In some cases, imaging guidance — usually MRI or CT — is used to direct the surgeon to the location inside the brain for surgery.
A craniotomy is done to treat the following conditions or injuries:
- Brain tumors
- Aneurysm clipping/repair
- Blood on the brain or blood clot removal
- Arteriovenous malformation (AVM) removal
- Brain abscess repair/drainage
- Skull fracture repair
- Stroke/brain injury — pressure/drainage
- Epilepsy treatment
- Stimulator device implantation to treat Parkinson's disease or other movement disorders
Learn what to expect from surgery
The surgical site is shaved prior to surgery. Under general anesthesia, the surgeon makes an incision to access the skull. If the procedure is performed using minimally invasive protocols, smaller incisions is made.

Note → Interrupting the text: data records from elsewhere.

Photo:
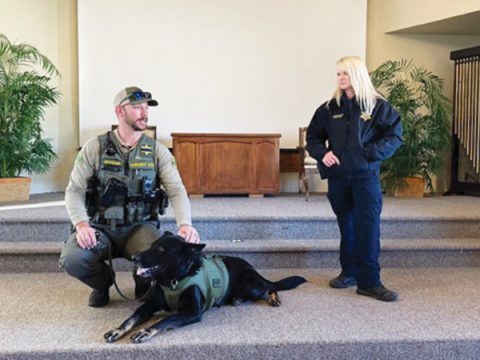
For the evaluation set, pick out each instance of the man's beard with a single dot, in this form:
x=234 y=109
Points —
x=133 y=124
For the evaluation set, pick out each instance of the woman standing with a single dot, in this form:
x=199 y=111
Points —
x=349 y=135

The surgeon uses a medical drill to make tiny holes and saw to precisely cut the bone flap and temporarily remove it. The outer covering called the dura mater is separated and cut to reach the brain. Any additional fluid is drained from the site and the corrective surgery is performed. In some cases, the surgeon may use specially designed magnifying instruments to ensure accuracy and precision. A monitor to measure pressures inside the brain may be used during certain procedures. Once the surgery is finished, the bone flap is replaced and attached in its original location and held in place with sutures or wire. In some cases, if the bone flap is infected or was a part of a removed tumor, it will not be reattached.
Most patients are admitted to intensive care for monitoring at first. Normally, patients are hospitalized for three to seven days, based on the type of repair or surgery performed. Some patients may be admitted to WakeMed’s Rehab Hospital for inpatient therapy or will be referred for outpatient therapy once discharged.
It takes about three to four weeks for the incision to heal. During that time, patients should refrain from heavy lifting or high-impact exercise. Some patients keep the site covered with a loose-fitting hat or scarf during this time. The site will be painful and exacerbated with coughing, exertion and quick movements. The surgeon will advise on the best pain regimen to ensure that the patient is comfortable during recovery.